John sensed that even this extra explanation was not the whole story, but the reeve was not forthcoming with any more details.

‘Who is the lord of Manaton?’ he demanded.

‘Henry le Denneis, Crowner. Though he holds the manor as a tenant of the Abbot of Tavistock.’

‘What makes you think that the place was fired deliberately?’

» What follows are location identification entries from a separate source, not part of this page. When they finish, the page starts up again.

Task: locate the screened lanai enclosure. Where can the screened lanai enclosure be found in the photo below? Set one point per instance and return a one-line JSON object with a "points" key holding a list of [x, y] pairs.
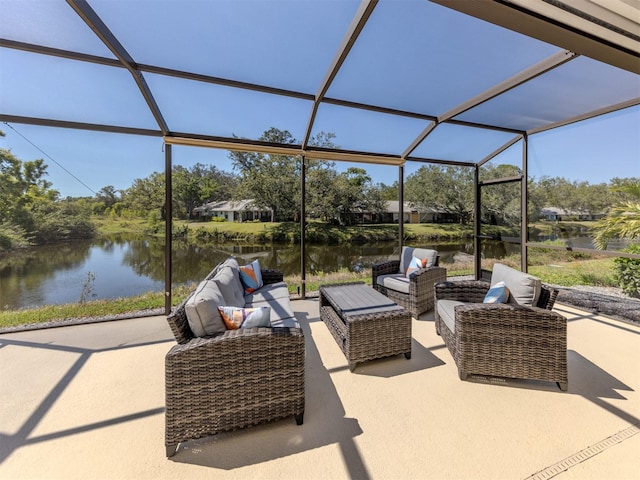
{"points": [[400, 83]]}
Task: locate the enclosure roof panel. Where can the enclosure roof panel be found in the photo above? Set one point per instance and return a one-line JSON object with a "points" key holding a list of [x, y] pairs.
{"points": [[393, 80]]}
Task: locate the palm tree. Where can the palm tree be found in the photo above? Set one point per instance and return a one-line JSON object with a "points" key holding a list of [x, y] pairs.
{"points": [[623, 219]]}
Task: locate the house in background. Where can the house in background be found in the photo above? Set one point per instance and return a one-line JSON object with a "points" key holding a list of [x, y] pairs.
{"points": [[556, 214], [234, 211], [413, 213]]}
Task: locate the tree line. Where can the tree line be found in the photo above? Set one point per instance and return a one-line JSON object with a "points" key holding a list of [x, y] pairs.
{"points": [[32, 212]]}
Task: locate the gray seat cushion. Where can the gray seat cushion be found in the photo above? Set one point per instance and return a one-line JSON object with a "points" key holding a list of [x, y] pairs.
{"points": [[280, 308], [272, 291], [446, 310], [202, 309], [523, 288], [290, 322], [394, 281]]}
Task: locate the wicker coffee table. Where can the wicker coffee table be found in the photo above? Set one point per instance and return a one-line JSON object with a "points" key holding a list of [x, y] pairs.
{"points": [[365, 323]]}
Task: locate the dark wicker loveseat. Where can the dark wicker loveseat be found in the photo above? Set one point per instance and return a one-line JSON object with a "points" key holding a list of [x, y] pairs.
{"points": [[416, 292], [231, 380], [503, 339]]}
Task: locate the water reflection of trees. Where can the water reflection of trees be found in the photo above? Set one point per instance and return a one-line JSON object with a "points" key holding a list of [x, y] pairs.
{"points": [[23, 273]]}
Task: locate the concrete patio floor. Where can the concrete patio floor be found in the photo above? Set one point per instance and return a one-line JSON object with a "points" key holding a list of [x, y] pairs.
{"points": [[87, 402]]}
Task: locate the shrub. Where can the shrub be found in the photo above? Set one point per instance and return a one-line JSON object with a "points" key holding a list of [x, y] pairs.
{"points": [[627, 272]]}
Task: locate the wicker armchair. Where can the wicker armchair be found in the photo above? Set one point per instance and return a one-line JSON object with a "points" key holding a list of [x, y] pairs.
{"points": [[503, 339], [415, 293], [233, 380]]}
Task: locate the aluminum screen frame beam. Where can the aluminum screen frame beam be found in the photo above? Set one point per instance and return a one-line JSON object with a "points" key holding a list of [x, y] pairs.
{"points": [[91, 18], [537, 20], [365, 9]]}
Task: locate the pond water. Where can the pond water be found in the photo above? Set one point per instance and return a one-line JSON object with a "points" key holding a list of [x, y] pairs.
{"points": [[120, 267]]}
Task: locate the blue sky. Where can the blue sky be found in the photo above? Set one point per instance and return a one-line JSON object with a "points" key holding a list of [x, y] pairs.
{"points": [[477, 57]]}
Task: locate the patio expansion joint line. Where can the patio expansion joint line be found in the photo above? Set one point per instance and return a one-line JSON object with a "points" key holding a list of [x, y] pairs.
{"points": [[584, 455]]}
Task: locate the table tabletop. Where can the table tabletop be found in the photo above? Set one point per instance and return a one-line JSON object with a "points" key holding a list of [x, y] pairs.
{"points": [[358, 299]]}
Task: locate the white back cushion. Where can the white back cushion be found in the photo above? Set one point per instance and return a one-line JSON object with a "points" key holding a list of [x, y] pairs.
{"points": [[409, 252], [523, 288]]}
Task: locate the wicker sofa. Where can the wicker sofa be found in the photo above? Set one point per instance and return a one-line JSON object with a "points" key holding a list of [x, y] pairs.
{"points": [[236, 378], [415, 292], [519, 339]]}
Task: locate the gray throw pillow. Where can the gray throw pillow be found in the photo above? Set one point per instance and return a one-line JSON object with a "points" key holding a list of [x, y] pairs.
{"points": [[202, 309], [228, 280]]}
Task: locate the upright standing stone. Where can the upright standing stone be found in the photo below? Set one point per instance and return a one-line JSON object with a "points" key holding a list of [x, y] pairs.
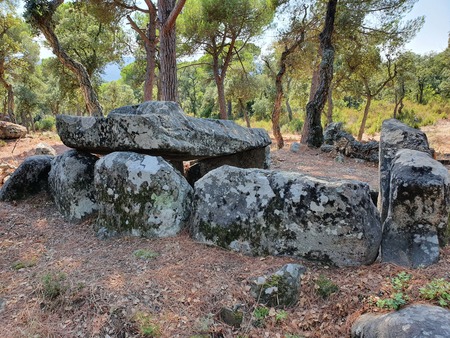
{"points": [[30, 178], [140, 195], [71, 182], [417, 217], [262, 212], [395, 135]]}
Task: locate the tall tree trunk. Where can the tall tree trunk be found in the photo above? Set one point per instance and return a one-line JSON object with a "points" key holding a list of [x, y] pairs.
{"points": [[288, 105], [221, 98], [168, 11], [9, 100], [289, 109], [330, 105], [420, 95], [219, 79], [149, 38], [277, 106], [244, 112], [312, 133], [364, 120], [90, 96], [314, 82]]}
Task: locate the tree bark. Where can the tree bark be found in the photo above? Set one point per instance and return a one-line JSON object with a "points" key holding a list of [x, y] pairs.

Robert Barat raised his eyes to look directly at the coroner. ‘We have had trouble in the village these last few weeks, Sir John. You’ll know we are just within the Royal Forest, more’s the pity. Although it has always made things difficult, recently it has got worse.’

John pricked up his ears at this. Almost every day now, it seemed, some problem appeared linked to the forest.

‘What sort of trouble?’ he asked, as they walked back towards the daylight streaming down the steps.

‘I think you had better ask our bailiff or the lord’s steward,’ the reeve replied cautiously. ‘They know more about it, but it all goes back to the new tannery the foresters have set up near Moretonhampstead. They demanded that our small tannery should close down, so that theirs could take its trade.’

Though de Wolfe immediately appreciated this familiar situation, he pressed the other to finish his explanation.

‘So what happened?’

‘Our tanner, Elias Necke, refused to close down. How could he, for he and his three sons depend on it for their living. He was threatened more than once by that bastard William Lupus. Then, on Saturday night, the place burnt down and Elias went missing.’

Out in the inner ward, de Wolfe stopped and turned to the village reeve.

‘I’ll come out to Manaton later this morning, with my officer and clerk. I have to attend to an inquest first, but will set off before noon. If you get yourself some food and drink while your horse rests, you can set off ahead of us.’

Robert Barat respectfully touched his forehead and set off for the gatehouse, where his mare was tethered. De Wolfe called after him.

‘Tell the bailiff to gather as many villagers as he can for a jury, especially those who may know anything about the fire, even if they only watched it burn.’